Si bien las autoridades no han atendido a los niños con hambre, si han utilizado las pobres políticas de bienestar social como un arma en contra de esta dirigente social: “yo he adoptado a un niño de una comunidad que se estaba muriendo de hambre, me lo traje esquelético, y ahora el niño está bien alimentado y atendido. Pero resulta y pasa que como con todo el problema de la denuncia de lo que estaba ocurriendo me tocaba andar mucho por la calle, entonces ahí sí que Bienestar Familiar se acordó de este niño, y aunque nunca hicieron nada cuando estaba desnutrido, ahora sí que me amenazaban con quitármelo que porque no le estaba prestando suficiente atención”.

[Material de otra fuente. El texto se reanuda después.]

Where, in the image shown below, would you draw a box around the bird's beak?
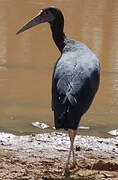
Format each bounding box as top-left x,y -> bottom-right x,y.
16,13 -> 43,34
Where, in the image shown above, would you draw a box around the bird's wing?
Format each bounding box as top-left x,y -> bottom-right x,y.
52,49 -> 99,108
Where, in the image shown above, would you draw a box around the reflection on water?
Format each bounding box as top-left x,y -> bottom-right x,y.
0,0 -> 118,136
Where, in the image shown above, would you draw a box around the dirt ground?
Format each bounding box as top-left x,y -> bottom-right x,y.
0,132 -> 118,180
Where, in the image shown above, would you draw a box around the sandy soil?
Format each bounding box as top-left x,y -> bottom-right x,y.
0,132 -> 118,180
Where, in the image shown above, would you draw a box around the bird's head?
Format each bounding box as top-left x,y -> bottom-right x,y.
16,6 -> 64,34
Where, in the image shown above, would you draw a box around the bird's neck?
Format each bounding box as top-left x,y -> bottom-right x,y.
51,21 -> 66,53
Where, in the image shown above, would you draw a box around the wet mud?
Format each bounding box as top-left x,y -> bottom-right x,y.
0,132 -> 118,180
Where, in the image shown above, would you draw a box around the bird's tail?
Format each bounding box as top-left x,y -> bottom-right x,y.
60,93 -> 77,119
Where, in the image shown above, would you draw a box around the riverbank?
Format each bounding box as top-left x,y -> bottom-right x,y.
0,132 -> 118,180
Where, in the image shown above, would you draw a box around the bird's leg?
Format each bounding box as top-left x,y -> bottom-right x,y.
62,129 -> 77,175
72,130 -> 77,167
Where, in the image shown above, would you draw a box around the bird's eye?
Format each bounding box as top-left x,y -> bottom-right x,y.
43,11 -> 49,17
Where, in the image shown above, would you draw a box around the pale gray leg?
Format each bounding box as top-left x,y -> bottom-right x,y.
62,129 -> 77,175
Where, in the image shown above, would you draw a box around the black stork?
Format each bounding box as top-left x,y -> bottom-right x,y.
16,7 -> 100,174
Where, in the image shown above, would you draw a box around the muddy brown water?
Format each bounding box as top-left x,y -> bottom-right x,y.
0,0 -> 118,136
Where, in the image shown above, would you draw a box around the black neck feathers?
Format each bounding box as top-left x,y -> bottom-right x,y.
50,8 -> 66,52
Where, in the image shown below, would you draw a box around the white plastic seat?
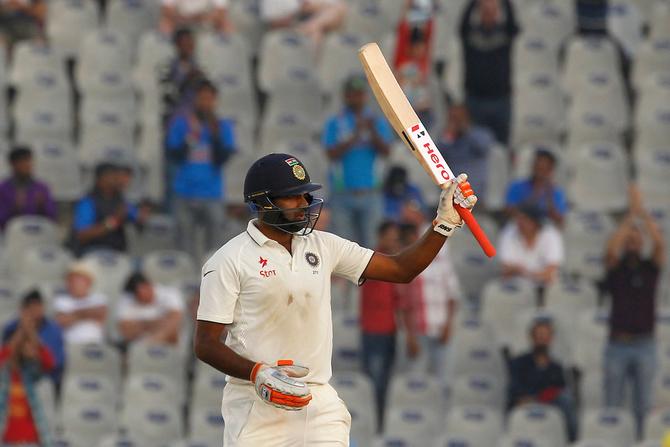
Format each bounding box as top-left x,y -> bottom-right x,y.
569,143 -> 629,212
508,404 -> 566,447
388,374 -> 445,412
258,30 -> 316,91
581,408 -> 636,447
61,403 -> 118,447
142,250 -> 198,286
83,250 -> 132,299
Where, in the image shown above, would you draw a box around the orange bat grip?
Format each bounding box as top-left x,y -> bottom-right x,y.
454,204 -> 496,258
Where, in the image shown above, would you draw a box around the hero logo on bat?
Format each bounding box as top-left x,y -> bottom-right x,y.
410,124 -> 451,180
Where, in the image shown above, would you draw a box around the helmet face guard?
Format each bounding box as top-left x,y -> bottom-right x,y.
252,193 -> 323,236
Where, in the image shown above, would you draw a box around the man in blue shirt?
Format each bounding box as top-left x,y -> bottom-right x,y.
167,81 -> 235,254
2,290 -> 65,387
505,148 -> 568,226
322,75 -> 393,245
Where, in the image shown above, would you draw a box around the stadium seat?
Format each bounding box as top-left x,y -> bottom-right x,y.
61,402 -> 118,447
508,404 -> 566,447
121,402 -> 184,447
449,374 -> 506,411
384,406 -> 442,438
258,30 -> 315,91
46,0 -> 98,57
333,315 -> 361,371
18,245 -> 72,290
105,0 -> 160,42
61,372 -> 119,409
444,405 -> 503,447
123,374 -> 182,408
83,250 -> 132,300
644,407 -> 670,440
388,373 -> 446,412
189,406 -> 224,445
481,278 -> 537,346
580,408 -> 636,447
142,250 -> 199,287
632,39 -> 670,88
568,143 -> 629,212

El pequeño féretro de José Miguel fue rodeado entonces de mujeres y de hombres que, según la usanza Wayúu, lloraban con la cara tapada con un trapo. Solamente lloran cuando tienen la cara cubierta. Pero cuando lloran, se les arranca el alma por la boca en un lúgubre e hipnótico llanto que, en todas las tonalidades, llena el espacio. Alrededor, el dolor se siente en la piel: unos toman chirrinche, otros escupen el polvo, cada cual a su manera, trata de sacudirse esa pena tan tremenda. Finalmente, el féretro es colocado en el nicho y en medio de llantos y chirrinche, los ladrillos son colocados uno tras otro en la tumba con un sonido seco. La impotencia de ver a sus hijos morirse así y pasar a formar parte de unas estadísticas que para el mundo no significan mucho, es indescriptible. José Miguel fue no más de los 37.000 niños Wayúu desnutridos que se muere; uno más entre 5.000 ó 14.000 niños de esa etnia asesinados por el hambre y la sed, sin que nadie siquiera sepa el número exacto… vaya qué escandalosa muestra del desinterés oficial en la tragedia de La Guajira. Esas son las paradojas de Colombia: que en medio de tanta riqueza, miles de niños mueran de hambre. Que se venda a La Guajira como un paraíso turístico, y que ahí mismo, bajo las narices de los turistas, se esconda esa sorda tragedia. Ahora que todos llevan la “paz” a flor de labios, que se recuerde a quienes a capa y espada defienden el status quo, a los que dicen que el “modelo no se negocia”, que la violencia estructural, esa que condena a unos al hambre mientras otros comen a plato lleno, es la principal asesina en La Guajira. Y quizás en todo Colombia.